Watching her reading of three poems that collectively comprise a meditation on beauty and vitality, she says, has "been an interesting way of seeing the progression I've made through the years in my writing, which really showcases Bucknell's education."

It's also helped her connect with other students through her work in a semester when opportunities to do so have been limited by the pandemic.

"I'm a teaching assistant for French 102, and a couple of my students have come up and shown me screenshots of the video," she says. "I've had text messages from people and friends saying, 'I saw that thing you did. It was really cool.' It's been really neat to see that."

That same desire to connect is what gave Andrei Bucaloiu '22, a Spanish major on the pre-health track from Danville, Pa., the courage to read an original poem for the series, despite having never performed his poetry publicly before.

"The most important part for me was being able to feel like I was contributing to the campus community at this time — that I could somehow add something and interact with the University in some way," he says. "It kept me motivated and helped get me through this semester."

To make that connection, Bucaloiu shared something about himself. His poem, "With Age," is a rumination on Bucharest, Romania, the city where he was born and where most of his extended family still lives. Writing, Bucaloiu says, is an anchor that moors him to his roots a continent away.

"My great grandfather was an author, and my grandfather writes medical textbooks in Romania," he says. "And when we came to the U.S., the first thing we did was buy books and put them in our little library in the basement. I was always surrounded by writing."

The opportunity to dive into his interest while also preparing for medical school is one of the things Bucaloiu loves most about Bucknell, where he's found not only the scheduling freedom to pursue a creative writing minor, but also "great professors who are willing to give me a lot of time to talk and bounce ideas off of them, and better express myself."

Ryan Hill '24, a music education major from Easton, Pa., has also been happy to find close connections with his mentors and personalized instruction at Bucknell, even from his first year on campus. In fact, it was his piano teacher, Professor Qing Jiang, music, who invited him to perform in the series.

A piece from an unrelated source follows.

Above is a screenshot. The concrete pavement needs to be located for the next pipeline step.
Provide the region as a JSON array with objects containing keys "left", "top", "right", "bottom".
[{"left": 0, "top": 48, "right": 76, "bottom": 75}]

The stage isn't new to Hill. He's been playing at recitals and acting in theatre productions since elementary school, and is preparing to do so again in a Department of Theatre & Dance "Cocktail Theatre" performance later this November.

Still, playing "Waltz for Debby" by jazz composer Bill Evans on the center's Steinway grand piano — touching the same keys used by musicians from John Legend to Seong-Jin Cho, winner of the most recent International Chopin Piano Competition — has already become a highlight of his performing career.

"Watching the video, it really lands on you — it just looks so professional," he says. "It feels weird that my playing is out there. Even though I've played in front of people before, it's never been before such a group as potentially large as this."

"It was such a great experience, and I would love to do it again," he adds.

Hill may yet have that chance. The Weis Center plans to continue the series through at least January, easing into plans for a limited series of virtual holiday and spring programming. Until in-person performances can fully resume, the show will go on, online.